Ce texte me fait penser à ce célèbre tableau : « le cri » de Munch. Ce n’est pas tant la cécité de ces hommes qui est touchante mais leur cri. Est-ce un cri sur leur propre état ou sur l’état du monde ? « Aie pitié de nous » : la vie dans le noir n’est pas possible, la vie sans couleur est dure, la vie sans espoir mortelle. Ce cri vient du plus profond du cœur. Seul un homme conscient de ne voir ni la beauté ni la vérité peut implorer pour trouver ainsi la vraie vue. Il faut se savoir aveugle pour vouloir voir. Les frustrations de la cécité sont terribles, encore faut-il être conscient de ce qu’on rate.
Les deux aveugles ne prennent pas la peine de dire ce qu’ils veulent : le cri parle pour eux, le cri est tourné vers Jésus. Ils n’ont crié à personne d’autre. On crie pour demander pitié parce qu’on est poussé en avant par une force intérieure quand on rencontre celui qui peut changer les choses. Et Jésus ouvre les yeux des deux aveugles. Pourquoi notre foi n’a-t-elle pas la force de ce cri, pourquoi sommes-nous si souvent aveugles de notre propre cécité ?
Syméon le Nouveau Théologien (v. 949-1022), moine grec, extraits de l’Hymne 53 :
[Le Christ parle:]
Quand j’ai créé Adam, je lui ai donné de me voir[…] Il voyait tout ce que j’avais créé avec ses yeux corporels et avec ceux de l’intelligence, il voyait mon visage à moi, son Créateur. Il contemplait ma gloire et s’entretenait avec moi à toute heure. Mais quand, transgressant mon commandement, il a goûté à l’arbre, il est devenu aveugle et est tombé dans l’obscurité de la mort…

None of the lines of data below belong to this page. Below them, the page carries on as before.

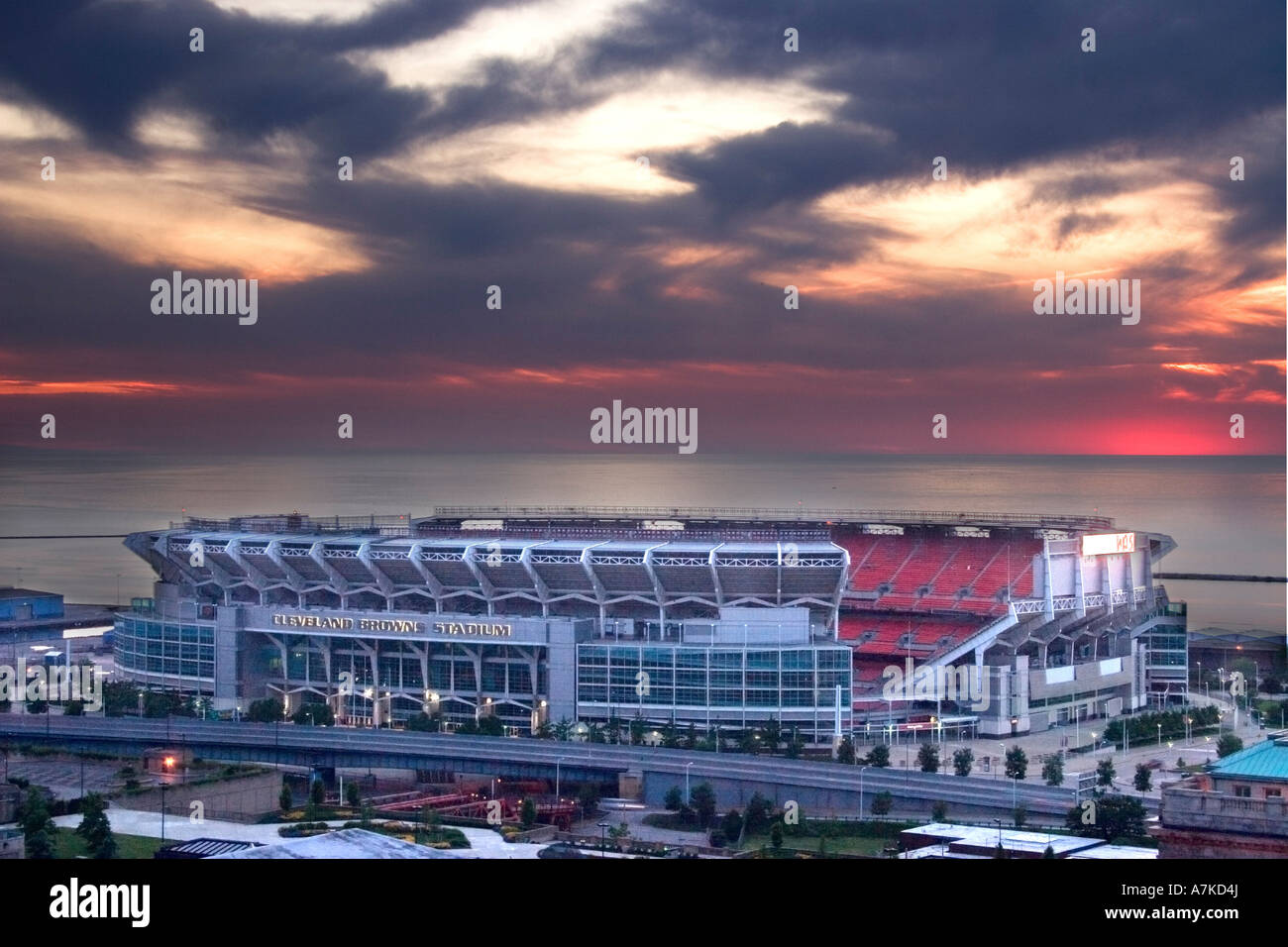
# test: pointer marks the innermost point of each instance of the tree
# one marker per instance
(1017, 763)
(732, 823)
(674, 800)
(704, 802)
(1106, 772)
(881, 802)
(119, 697)
(759, 812)
(927, 757)
(38, 828)
(316, 714)
(267, 710)
(1228, 744)
(845, 751)
(425, 723)
(1112, 817)
(1141, 783)
(490, 725)
(95, 828)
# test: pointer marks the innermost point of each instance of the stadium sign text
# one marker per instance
(480, 629)
(1109, 544)
(475, 628)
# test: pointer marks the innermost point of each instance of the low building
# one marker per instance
(30, 615)
(945, 840)
(346, 843)
(1235, 809)
(204, 848)
(11, 796)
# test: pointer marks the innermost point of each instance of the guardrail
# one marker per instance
(755, 514)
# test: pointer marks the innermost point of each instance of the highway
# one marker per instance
(734, 775)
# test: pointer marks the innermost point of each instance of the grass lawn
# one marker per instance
(840, 845)
(67, 844)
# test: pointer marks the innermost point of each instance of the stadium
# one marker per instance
(687, 617)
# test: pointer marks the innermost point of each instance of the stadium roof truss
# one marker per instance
(599, 573)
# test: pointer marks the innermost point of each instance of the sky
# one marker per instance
(643, 180)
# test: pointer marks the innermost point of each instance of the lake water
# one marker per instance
(1227, 514)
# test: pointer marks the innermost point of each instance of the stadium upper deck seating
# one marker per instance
(935, 574)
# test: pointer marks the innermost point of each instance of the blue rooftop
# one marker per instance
(1265, 761)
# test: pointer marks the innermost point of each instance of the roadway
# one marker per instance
(827, 787)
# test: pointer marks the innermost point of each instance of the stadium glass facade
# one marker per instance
(725, 618)
(158, 651)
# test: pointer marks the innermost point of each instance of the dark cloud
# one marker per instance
(996, 88)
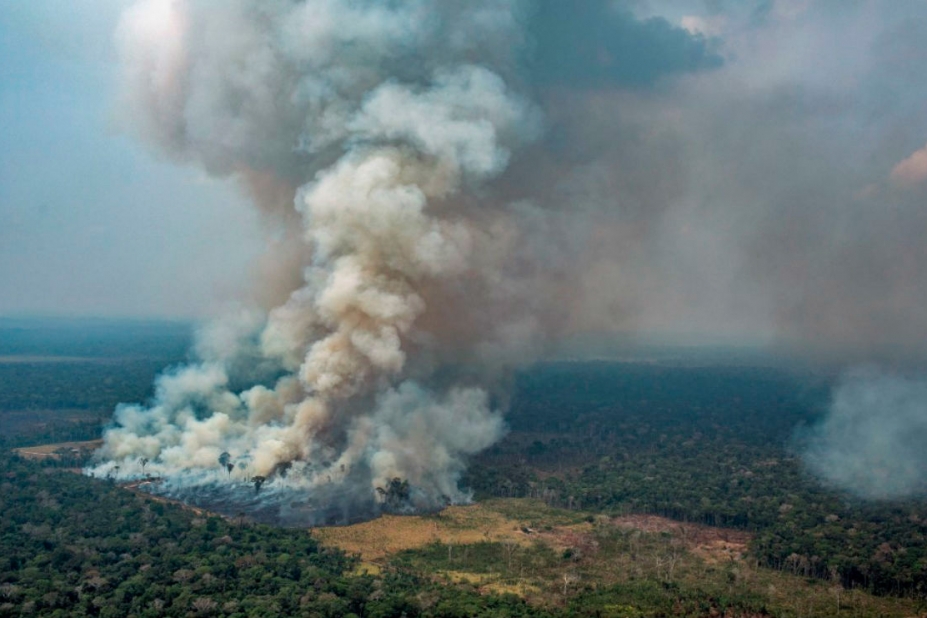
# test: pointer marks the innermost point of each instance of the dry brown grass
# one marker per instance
(456, 525)
(45, 451)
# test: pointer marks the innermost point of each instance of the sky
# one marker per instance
(753, 167)
(92, 223)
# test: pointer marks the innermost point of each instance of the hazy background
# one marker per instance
(761, 179)
(91, 223)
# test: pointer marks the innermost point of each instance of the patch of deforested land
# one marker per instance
(708, 445)
(60, 380)
(622, 489)
(76, 546)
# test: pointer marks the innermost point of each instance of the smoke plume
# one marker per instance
(447, 188)
(871, 443)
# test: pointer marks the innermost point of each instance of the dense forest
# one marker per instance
(714, 445)
(703, 443)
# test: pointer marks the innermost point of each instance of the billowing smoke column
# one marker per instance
(446, 187)
(873, 441)
(380, 122)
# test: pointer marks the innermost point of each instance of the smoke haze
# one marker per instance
(448, 188)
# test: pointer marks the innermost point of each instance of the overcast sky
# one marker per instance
(92, 223)
(768, 171)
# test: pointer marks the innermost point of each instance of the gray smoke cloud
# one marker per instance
(447, 188)
(872, 440)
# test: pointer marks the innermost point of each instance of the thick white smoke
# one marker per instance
(446, 186)
(873, 441)
(384, 125)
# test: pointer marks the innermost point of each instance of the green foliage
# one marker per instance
(710, 445)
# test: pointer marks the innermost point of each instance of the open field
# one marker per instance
(51, 451)
(553, 557)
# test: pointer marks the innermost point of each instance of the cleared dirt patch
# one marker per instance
(52, 451)
(377, 539)
(712, 544)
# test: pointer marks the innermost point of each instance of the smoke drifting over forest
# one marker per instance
(448, 188)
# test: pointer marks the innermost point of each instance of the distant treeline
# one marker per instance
(703, 444)
(98, 338)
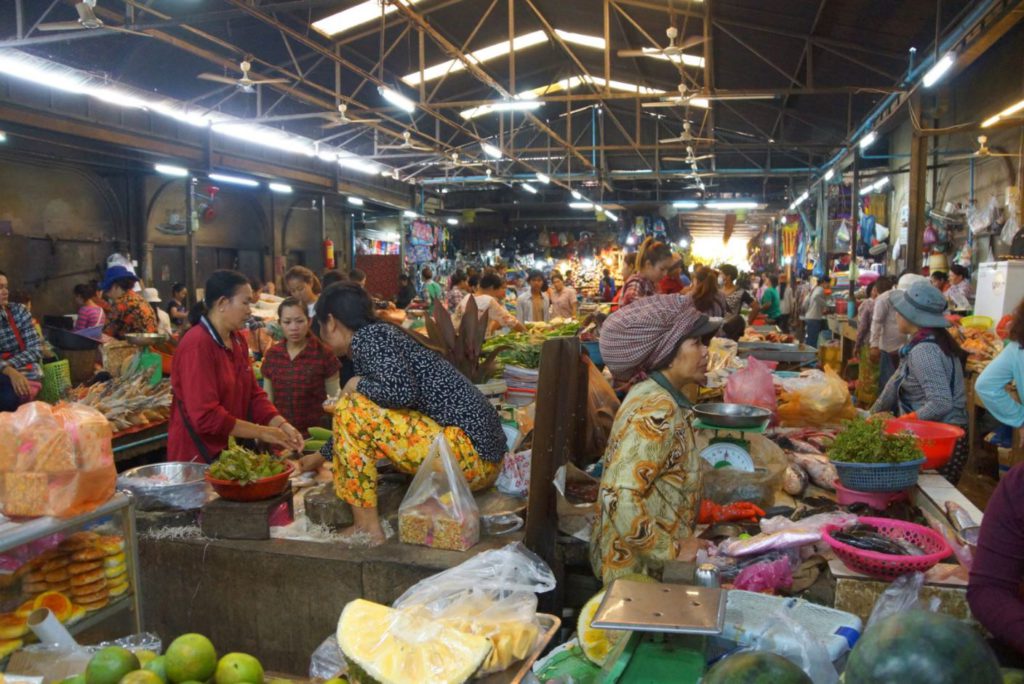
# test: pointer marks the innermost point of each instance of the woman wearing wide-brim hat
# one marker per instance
(929, 382)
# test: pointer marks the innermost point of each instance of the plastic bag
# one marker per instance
(981, 216)
(602, 404)
(815, 398)
(792, 640)
(438, 509)
(900, 596)
(753, 385)
(765, 576)
(54, 461)
(493, 595)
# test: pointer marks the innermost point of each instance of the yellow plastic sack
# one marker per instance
(814, 399)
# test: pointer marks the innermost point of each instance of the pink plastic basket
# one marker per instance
(886, 566)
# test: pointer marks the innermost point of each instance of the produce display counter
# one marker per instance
(276, 598)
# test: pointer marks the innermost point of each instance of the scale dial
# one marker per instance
(727, 455)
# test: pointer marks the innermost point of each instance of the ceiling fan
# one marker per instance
(87, 19)
(982, 153)
(672, 50)
(407, 144)
(246, 83)
(686, 136)
(690, 158)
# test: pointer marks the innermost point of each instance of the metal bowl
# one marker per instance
(145, 339)
(167, 485)
(732, 415)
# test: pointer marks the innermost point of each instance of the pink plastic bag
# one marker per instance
(753, 385)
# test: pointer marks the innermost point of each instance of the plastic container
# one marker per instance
(982, 323)
(879, 476)
(878, 500)
(268, 487)
(884, 565)
(937, 440)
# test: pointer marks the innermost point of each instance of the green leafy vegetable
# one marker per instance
(865, 441)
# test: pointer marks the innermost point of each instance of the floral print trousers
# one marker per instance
(366, 433)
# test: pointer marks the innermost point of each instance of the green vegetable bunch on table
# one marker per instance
(866, 441)
(244, 465)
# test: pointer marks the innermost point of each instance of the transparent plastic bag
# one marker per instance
(493, 595)
(902, 595)
(792, 640)
(815, 398)
(752, 385)
(438, 509)
(54, 461)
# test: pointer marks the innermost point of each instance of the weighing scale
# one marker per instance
(726, 451)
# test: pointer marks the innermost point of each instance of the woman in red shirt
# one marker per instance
(215, 392)
(299, 373)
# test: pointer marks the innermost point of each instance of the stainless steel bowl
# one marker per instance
(167, 485)
(144, 339)
(732, 415)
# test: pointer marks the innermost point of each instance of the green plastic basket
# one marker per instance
(56, 380)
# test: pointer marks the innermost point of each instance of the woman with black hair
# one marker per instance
(535, 305)
(216, 395)
(403, 395)
(929, 383)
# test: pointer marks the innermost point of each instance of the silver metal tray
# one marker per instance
(657, 607)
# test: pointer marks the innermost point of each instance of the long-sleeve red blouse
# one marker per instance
(214, 387)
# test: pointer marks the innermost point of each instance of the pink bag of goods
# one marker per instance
(752, 385)
(54, 460)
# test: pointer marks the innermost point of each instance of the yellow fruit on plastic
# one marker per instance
(596, 644)
(398, 647)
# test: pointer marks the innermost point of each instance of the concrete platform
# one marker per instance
(275, 599)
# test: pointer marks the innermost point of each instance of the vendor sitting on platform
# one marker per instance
(402, 396)
(997, 573)
(929, 381)
(129, 312)
(650, 489)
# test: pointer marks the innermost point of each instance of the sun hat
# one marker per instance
(922, 304)
(640, 337)
(115, 273)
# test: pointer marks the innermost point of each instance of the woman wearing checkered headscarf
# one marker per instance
(650, 489)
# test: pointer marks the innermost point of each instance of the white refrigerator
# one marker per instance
(999, 290)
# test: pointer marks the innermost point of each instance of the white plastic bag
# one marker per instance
(790, 639)
(438, 509)
(494, 595)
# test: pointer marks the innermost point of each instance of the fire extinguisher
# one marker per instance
(329, 253)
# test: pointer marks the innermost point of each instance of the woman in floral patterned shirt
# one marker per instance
(650, 489)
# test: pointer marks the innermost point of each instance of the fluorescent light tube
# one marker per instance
(731, 204)
(169, 170)
(397, 99)
(235, 180)
(491, 151)
(939, 70)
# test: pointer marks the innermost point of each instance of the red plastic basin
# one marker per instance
(936, 439)
(268, 487)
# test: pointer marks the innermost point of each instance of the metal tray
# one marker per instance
(732, 415)
(658, 607)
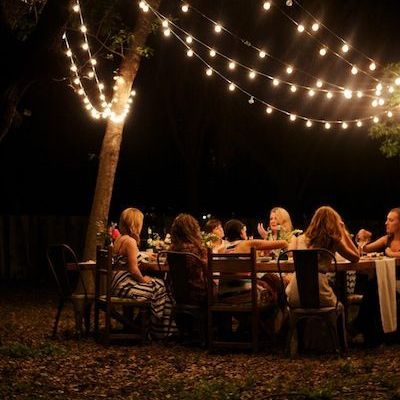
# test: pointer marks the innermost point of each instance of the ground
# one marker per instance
(34, 366)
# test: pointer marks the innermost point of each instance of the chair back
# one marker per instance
(307, 264)
(65, 269)
(183, 267)
(104, 266)
(232, 266)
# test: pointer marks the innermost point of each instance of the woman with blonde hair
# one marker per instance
(280, 225)
(326, 231)
(131, 283)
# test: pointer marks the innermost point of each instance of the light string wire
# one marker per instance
(278, 60)
(77, 81)
(325, 46)
(270, 107)
(293, 85)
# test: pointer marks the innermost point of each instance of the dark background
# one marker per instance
(190, 145)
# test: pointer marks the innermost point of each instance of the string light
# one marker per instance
(292, 116)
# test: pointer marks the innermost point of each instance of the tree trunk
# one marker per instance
(112, 139)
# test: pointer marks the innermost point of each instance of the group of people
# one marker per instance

Mais je l’ai pris en pitié et suis venu d’en haut. Moi, l’absolument invisible, j’ai partagé l’opacité de la chair. […]Devenu homme, j’ai été vu de tous. Pourquoi donc ai-je bien pu accepter de faire cela ? Parce que c’est là la vraie raison pour laquelle j’avais créé Adam : pour me voir. Lorsqu’il a été aveuglé et, à sa suite, tous ses descendants à la fois, je ne supportais pas d’être, moi, dans la gloire divine et d’abandonner ceux que j’avais créés de mes mains ; mais je suis devenu semblable en tout aux hommes, corporel avec les corporels, et je me suis uni à eux volontairement.
Tu vois quel et mon désir d’être vu par les hommes. Comment donc peux-tu dire que je me cache de toi, que je ne me laisse pas voir ? En vérité je brille, mais toi, tu ne me regardes pas.